14 de agosto
Me voy a Calella. Es la vigilia del santo de la señora Maria —mi madre. Es una fiesta familiar importante —y como estamos en verano, todavía lo parece más. En verano las fiestas parecen más brillantes que en invierno.Cojo, como siempre, en la estación de Francia, el tren correo de las primeras horas de la tarde. Esta estación es desordenada e infecta. Hay una larga cola ante la ventanilla. Mucha gente, mucho calor. A veces la brisa del mar, húmeda, nos llena la nariz de la tufarada que exhalan las meadas de los caballos de los coches de punto, de los simones y de los ómnibus que hacen el servicio de la estación. Este olor del líquido, mezclado con el calor asfixiante y la impregnación del humo de carbón de las máquinas, produce una sinfonía olfativa de una amenidad muy escasa.
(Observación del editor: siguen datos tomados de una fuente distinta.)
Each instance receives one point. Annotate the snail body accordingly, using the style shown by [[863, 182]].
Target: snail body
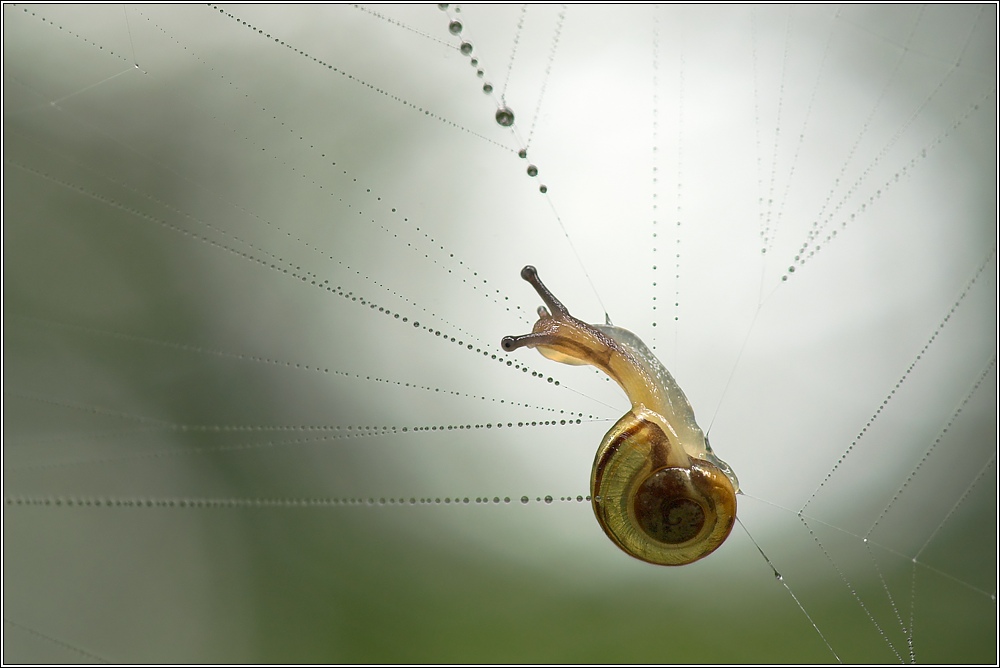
[[657, 489]]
Finalmente el tren se pone en marcha y, como la gente ha aceptado unánimemente (cosa rara) la apertura de las ventanas, pasa un aire agradabilísimo. Pero la luz es muy dura y absolutamente incómoda, a pesar de su suciedad. El calor del verano, al aire libre, en este país, es tolerable porque siempre corre algún vientecillo. En cambio, la luz se pone entre ceja y ceja y causa como una ofuscación. El viaje es monótono. El tren se para en todas las estaciones. La gente baja y sube. Se oyen los toques de las campanillas. En cada estación el tilín es diferente. Los pitidos de las máquinas. Mirándolo bien, son una cosa bastante absurda estos pitidos.